It’s Complicated –  

August 14, 2020  – The authors of the paper try to suggest causal arrows by putting a lot of statistics in the same place – Oklahoma is some nexus of drug addiction? Why do pill mill doctors move there instead of in places where there is less competition? It doesn’t make a lot of sense – but their conclusion also does not add up.

There are societal factors at work that are not part of a conspiracy, and times when doctors have to succumb to the real world; tests, new examinations, and medicine for a non-specific symptom patients insist they have. Doctors are not casually throwing out prescriptions like candy, nor are they scheduling tests they don’t think people need for profit, but it is true in some cases they more often give patients new tests or are checking off other “precautionary principle” boxes – in order not to be sued. 
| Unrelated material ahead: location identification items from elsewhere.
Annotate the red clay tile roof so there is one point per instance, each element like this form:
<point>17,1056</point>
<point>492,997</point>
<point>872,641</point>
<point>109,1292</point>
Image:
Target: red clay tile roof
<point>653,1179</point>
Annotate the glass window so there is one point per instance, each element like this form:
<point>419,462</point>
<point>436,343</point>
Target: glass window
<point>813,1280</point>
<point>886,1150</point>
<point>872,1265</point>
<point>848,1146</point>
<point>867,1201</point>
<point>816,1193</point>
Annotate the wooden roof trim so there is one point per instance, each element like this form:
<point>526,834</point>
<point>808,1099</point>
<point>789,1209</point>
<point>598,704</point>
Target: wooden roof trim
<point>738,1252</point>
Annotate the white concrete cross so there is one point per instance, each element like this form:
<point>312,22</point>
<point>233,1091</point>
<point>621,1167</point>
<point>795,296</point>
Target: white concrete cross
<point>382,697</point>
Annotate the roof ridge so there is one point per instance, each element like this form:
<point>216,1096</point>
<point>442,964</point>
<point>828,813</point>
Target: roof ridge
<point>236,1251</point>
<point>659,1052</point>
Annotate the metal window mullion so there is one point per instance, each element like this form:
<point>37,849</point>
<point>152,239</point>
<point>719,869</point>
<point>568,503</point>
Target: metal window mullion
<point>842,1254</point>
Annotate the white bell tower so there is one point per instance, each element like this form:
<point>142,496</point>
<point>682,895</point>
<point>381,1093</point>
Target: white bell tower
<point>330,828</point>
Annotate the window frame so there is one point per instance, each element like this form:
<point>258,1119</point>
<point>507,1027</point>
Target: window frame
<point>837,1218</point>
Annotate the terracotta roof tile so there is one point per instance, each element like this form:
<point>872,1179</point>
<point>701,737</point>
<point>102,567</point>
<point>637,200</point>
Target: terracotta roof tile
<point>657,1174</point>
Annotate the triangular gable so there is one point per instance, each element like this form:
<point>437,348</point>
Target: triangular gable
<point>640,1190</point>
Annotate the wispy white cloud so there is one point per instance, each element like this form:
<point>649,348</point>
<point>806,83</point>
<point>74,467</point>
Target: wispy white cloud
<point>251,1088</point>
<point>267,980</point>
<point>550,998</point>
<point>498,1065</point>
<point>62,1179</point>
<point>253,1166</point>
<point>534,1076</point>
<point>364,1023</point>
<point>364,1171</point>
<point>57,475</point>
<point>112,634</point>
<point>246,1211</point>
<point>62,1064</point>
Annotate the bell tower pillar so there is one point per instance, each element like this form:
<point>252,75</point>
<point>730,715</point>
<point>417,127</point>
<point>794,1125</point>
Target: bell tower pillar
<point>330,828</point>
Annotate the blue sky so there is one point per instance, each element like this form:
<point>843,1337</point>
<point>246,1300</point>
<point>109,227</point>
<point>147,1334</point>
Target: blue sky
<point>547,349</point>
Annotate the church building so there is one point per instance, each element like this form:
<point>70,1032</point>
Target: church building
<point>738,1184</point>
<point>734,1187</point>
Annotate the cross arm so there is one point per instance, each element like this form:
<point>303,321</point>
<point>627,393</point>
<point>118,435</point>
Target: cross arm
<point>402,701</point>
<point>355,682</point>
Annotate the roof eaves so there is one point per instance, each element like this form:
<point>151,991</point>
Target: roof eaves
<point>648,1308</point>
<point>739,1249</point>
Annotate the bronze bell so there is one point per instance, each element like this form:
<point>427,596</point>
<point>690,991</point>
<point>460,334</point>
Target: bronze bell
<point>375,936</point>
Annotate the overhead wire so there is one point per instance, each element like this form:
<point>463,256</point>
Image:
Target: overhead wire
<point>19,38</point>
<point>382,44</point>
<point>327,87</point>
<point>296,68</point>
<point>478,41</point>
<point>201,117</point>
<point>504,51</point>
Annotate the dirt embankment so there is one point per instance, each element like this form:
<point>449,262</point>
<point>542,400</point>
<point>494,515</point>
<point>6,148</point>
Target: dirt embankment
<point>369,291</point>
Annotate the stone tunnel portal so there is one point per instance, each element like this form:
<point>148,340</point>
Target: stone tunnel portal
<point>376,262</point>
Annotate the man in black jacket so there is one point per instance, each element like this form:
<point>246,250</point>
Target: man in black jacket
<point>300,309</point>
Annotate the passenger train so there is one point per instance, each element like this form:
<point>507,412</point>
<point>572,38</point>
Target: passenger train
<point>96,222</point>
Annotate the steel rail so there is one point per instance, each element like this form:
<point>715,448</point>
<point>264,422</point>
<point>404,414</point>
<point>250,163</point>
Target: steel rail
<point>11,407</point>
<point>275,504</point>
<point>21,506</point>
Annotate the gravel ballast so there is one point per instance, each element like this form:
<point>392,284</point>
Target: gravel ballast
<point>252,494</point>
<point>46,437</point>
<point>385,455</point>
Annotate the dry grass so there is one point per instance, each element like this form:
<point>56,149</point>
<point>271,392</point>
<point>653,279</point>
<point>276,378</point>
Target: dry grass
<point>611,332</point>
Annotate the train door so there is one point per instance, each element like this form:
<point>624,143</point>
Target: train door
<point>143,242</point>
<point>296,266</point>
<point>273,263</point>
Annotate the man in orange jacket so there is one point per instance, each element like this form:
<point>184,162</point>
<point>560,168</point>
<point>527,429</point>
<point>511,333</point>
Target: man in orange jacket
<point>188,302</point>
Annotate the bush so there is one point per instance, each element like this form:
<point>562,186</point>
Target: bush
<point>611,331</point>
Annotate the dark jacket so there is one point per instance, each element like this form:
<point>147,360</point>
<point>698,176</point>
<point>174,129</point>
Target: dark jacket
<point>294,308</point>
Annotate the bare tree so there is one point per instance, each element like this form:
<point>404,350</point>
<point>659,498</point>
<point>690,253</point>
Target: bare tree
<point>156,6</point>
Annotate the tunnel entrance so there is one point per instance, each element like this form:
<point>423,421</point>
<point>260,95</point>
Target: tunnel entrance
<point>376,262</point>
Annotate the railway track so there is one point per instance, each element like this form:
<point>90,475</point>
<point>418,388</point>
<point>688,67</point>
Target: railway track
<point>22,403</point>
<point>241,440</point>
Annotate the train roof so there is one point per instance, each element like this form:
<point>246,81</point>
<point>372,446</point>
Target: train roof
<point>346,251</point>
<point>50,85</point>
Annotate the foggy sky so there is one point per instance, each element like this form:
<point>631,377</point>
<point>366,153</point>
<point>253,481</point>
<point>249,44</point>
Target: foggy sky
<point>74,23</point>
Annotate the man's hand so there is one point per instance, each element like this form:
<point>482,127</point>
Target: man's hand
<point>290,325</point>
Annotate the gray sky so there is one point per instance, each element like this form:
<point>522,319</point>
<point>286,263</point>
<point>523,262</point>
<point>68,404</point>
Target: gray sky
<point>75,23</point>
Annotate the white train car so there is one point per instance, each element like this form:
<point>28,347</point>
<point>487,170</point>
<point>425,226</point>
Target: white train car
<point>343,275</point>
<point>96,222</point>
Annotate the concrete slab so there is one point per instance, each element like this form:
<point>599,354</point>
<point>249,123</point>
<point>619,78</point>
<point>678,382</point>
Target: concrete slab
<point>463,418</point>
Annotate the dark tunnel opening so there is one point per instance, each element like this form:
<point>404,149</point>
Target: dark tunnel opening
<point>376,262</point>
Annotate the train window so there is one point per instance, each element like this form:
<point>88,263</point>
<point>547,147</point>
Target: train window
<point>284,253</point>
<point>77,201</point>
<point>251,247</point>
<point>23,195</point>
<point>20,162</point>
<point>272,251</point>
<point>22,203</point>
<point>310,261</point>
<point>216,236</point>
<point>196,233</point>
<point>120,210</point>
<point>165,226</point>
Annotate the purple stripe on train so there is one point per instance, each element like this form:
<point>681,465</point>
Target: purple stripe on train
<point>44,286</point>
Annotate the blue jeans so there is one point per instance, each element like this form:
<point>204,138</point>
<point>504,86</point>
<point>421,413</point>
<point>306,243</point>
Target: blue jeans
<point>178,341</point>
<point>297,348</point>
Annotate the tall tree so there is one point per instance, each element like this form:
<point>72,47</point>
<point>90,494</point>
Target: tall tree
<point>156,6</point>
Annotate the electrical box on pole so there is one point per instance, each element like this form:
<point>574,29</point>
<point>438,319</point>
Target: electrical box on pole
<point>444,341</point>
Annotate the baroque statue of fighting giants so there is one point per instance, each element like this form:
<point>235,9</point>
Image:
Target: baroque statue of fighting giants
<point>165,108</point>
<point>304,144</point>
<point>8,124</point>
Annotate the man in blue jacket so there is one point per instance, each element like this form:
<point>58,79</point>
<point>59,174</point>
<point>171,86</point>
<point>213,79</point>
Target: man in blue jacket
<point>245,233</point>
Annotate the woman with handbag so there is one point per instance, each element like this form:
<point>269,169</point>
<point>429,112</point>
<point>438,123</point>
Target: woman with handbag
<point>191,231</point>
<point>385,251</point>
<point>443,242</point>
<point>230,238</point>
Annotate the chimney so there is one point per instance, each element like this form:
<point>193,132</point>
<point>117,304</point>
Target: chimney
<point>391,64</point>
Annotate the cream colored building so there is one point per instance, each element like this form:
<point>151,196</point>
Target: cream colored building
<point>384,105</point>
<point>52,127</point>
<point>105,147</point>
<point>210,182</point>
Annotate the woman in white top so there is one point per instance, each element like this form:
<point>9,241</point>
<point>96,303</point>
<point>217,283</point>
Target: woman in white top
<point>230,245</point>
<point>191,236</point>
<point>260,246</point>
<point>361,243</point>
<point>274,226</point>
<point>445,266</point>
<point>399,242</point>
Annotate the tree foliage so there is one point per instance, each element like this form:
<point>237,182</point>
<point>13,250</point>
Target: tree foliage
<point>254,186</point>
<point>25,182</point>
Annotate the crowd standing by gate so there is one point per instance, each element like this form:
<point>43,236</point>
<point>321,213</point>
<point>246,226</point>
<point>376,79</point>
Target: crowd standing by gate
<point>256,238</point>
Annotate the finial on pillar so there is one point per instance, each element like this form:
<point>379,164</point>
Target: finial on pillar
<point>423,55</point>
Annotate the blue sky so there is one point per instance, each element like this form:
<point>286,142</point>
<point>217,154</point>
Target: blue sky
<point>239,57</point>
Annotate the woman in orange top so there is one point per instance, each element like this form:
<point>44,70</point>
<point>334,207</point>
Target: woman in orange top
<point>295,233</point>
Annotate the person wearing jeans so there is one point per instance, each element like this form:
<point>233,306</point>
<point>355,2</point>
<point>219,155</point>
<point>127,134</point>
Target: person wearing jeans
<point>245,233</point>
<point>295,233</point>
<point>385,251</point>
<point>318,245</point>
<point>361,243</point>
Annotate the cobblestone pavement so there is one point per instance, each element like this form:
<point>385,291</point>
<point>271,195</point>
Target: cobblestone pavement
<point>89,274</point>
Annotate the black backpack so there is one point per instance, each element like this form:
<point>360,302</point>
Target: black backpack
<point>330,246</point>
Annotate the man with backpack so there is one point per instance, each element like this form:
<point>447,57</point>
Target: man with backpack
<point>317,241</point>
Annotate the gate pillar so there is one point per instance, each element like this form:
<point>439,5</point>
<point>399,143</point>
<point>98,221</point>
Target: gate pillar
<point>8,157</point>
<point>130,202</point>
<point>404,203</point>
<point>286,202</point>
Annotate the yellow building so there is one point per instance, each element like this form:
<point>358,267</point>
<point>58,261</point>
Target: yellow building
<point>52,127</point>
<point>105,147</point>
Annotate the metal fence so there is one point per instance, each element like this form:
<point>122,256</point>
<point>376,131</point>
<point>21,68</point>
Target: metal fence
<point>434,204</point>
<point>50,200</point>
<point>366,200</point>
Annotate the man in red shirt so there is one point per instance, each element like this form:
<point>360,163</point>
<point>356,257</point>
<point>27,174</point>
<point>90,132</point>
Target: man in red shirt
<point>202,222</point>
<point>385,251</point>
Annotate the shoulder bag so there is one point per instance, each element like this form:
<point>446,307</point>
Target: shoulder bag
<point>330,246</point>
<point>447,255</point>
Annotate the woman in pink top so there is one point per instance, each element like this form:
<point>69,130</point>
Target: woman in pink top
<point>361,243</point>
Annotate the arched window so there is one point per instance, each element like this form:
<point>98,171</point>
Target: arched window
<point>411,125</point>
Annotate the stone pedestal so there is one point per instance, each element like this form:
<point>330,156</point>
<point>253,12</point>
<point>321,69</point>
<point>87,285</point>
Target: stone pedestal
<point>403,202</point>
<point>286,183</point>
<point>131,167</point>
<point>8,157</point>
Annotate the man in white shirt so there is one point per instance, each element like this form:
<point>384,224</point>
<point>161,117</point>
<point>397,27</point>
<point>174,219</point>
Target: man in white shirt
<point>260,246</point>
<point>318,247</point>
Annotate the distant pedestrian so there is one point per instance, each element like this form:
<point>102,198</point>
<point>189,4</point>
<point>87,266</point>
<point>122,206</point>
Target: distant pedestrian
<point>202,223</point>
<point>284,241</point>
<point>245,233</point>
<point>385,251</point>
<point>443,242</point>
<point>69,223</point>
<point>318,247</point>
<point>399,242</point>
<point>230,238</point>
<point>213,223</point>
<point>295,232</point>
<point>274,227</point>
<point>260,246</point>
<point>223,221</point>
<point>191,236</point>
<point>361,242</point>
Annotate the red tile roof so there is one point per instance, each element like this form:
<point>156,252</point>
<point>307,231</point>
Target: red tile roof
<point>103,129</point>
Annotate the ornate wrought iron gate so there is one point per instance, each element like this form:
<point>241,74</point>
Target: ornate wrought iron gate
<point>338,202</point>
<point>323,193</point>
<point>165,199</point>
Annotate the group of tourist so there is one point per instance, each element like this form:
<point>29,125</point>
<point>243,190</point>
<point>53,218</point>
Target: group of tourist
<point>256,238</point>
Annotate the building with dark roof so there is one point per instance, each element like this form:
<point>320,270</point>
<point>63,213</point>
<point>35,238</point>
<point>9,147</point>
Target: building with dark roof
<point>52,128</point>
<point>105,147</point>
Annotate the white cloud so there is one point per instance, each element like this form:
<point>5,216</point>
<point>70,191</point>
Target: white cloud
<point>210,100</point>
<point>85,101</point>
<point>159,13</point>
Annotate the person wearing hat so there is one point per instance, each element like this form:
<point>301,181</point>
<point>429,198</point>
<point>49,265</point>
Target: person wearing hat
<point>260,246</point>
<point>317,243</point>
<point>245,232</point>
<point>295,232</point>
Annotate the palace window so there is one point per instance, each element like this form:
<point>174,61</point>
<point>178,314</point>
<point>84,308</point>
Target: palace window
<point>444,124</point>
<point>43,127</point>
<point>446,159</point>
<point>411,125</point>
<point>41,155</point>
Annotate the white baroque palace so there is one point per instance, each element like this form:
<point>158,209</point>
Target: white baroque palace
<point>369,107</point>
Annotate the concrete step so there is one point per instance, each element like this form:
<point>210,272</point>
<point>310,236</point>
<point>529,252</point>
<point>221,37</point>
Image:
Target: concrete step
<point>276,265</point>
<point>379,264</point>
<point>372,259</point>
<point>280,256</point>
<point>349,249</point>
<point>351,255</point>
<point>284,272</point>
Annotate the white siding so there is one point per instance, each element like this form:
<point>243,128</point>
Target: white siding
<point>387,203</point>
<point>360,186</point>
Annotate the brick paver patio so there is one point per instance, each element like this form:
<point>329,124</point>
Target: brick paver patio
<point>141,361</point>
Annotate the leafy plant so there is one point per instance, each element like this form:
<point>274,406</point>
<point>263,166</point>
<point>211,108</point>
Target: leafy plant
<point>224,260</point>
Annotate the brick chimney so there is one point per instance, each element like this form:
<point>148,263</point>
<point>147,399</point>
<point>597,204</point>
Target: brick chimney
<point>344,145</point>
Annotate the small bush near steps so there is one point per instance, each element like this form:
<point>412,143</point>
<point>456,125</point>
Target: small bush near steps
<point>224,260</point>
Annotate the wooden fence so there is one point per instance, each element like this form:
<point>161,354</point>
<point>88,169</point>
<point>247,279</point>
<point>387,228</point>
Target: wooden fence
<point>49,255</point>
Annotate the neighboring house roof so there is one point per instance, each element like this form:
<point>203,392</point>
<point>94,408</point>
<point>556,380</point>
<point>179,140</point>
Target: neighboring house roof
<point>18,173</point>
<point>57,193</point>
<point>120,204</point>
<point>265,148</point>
Malpractice insurance isn’t the biggest non-medical cost in health care, defensive medicine for the inevitable lawsuit is. Including in female health. We live in a free-range tort culture where 74 percent of obstetricians and gynecologists will face malpractice claims by the early age of 45; 78 percent of all malpractice claims find no fault, it was simply lawyers prospecting for easy settlements. In that kind of environment it’s little surprise doctors are told to be conservative and “believe” the patients or to run “it’s not Lupus” tests though they know you don’t have that, and that “chronic” Lyme disease and “GMO allergies” don’t even exist.